1 Tora mi-Tsiyon, Koh’av Yaacov
02-9972023, 02-9974924

Rav Shaoul David Botschko – Parachat Devarim – Préserver l’identité d’Israël

Rav Shaoul David Botschko – Parachat Devarim – Préserver l’identité d’Israël

La mitzva de la semaine

Par le Rav Shaoul David Botschko

Directeur de la Yeshiva Ekhal Elyahou (Ko‘hav Yaacov)
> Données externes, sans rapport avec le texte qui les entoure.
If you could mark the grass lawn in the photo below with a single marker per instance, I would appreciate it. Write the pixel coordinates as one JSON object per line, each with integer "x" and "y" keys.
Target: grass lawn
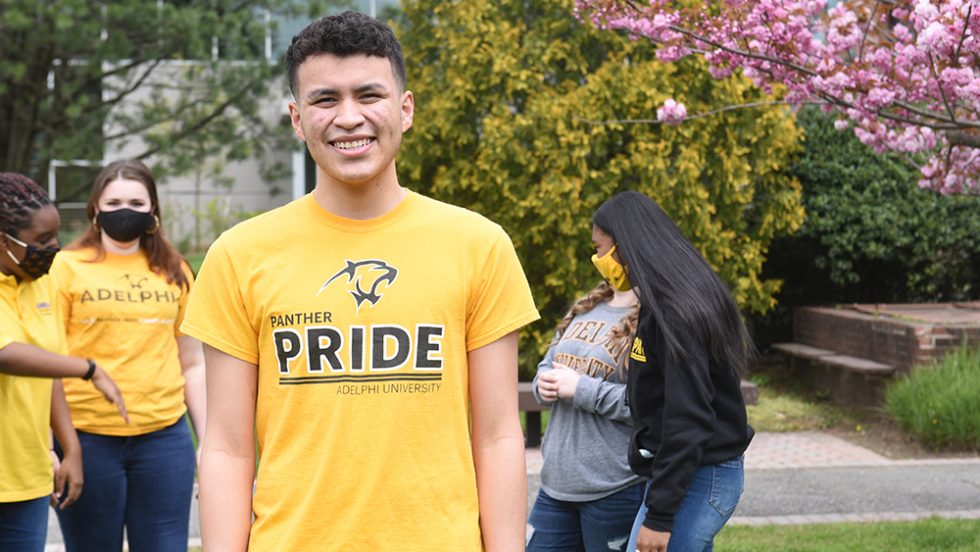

Traduit de l’hébreu par Elyakim P. Simsovic

Parachat Devarim

Préserver l’identité d’Israël

J’ai été interrogé cette semaine par une famille partant en vacances qui a trouvé un lieu cuisinant des poissons cachères, le patron du restaurant acceptant d’utiliser une casserole fournie par les clients pour cuire leurs poissons.

La question : est-ce permis ?

La réponse se trouve dans un verset de la paracha qui raconte que les Enfants d’Israël ont envoyé une délégation auprès du roi Si‘hon pour lui demander la permission de traverser son territoire pour entrer en Eretz Israël et ils s’engagent à payer pour tout ce qu’ils consommeront en chemin (Devarim ii, 28) :

« La nourriture, tu me la fourniras contre argent et je mangerai, et de l’eau contre argent tu me donneras et je boirai. Que je traverse seulement à pied. »

Les Sages ont appris de ce passage une halakha intéressante. Ils remarquent qu’il est question, dans le verset, de vivres et d’eau. On n’y parle pas de mets cuisinés, ce qui signifie qu’ils n’envisageaient pas de leur acheter des plats cuisinés.

« D’où apprend-on qu’il est interdit de manger des légumes qui ont été cuits par un non-juif ? Rabbi ‘Hiyya bar Aba enseigne que rabbi Yo‘hanan a enseigné – le verset a dit : “La nourriture, tu me la fourniras contre argent et je mangerai, et de l’eau contre argent tu me donneras et je boirai.” Comme l’eau. De même que le feu ne modifie pas la nature de l’eau, de même de la nourriture dont la nature n’a pas été modifiée par me feu. » (Avoda Zara 37b)

Il s’ensuit qu’il est interdit de consommer un plat cuisiné par un non-juif. La guemara explique : c’est pour conserver une distance entre eux et nous pour éviter l’assimilation. Certains décisionnaires le permettent lorsque le non-juif travaille chez le Juif (Choul‘han ‘Aroukh, Yoré Dé‘a 113, 4) :

« Certains le permettent dans le cas de servantes et certains l’interdisent, même a posteriori (voir les responsa du Rachba 68). Note du Rema : et a posteriori il y a lieu de se fier à l’enseignement de ceux qui permettent. »

En général, nous ne suivons pas cet avis. Lorsqu’on va au restaurant, il faut vérifier qu’un Juif travaille en cuisine pour éviter cet interdit. Certes, en cas de grande nécessité, par exemple lorsqu’une assistante de vie non-juive travaille auprès de personnes âgées et invalides, il y a lieu de suivre l’avis permissif.

Mais dans la vie courante, nous devons être attentifs à respecter cette halakha qui a préservé des siècles durant l’identité d’Israël.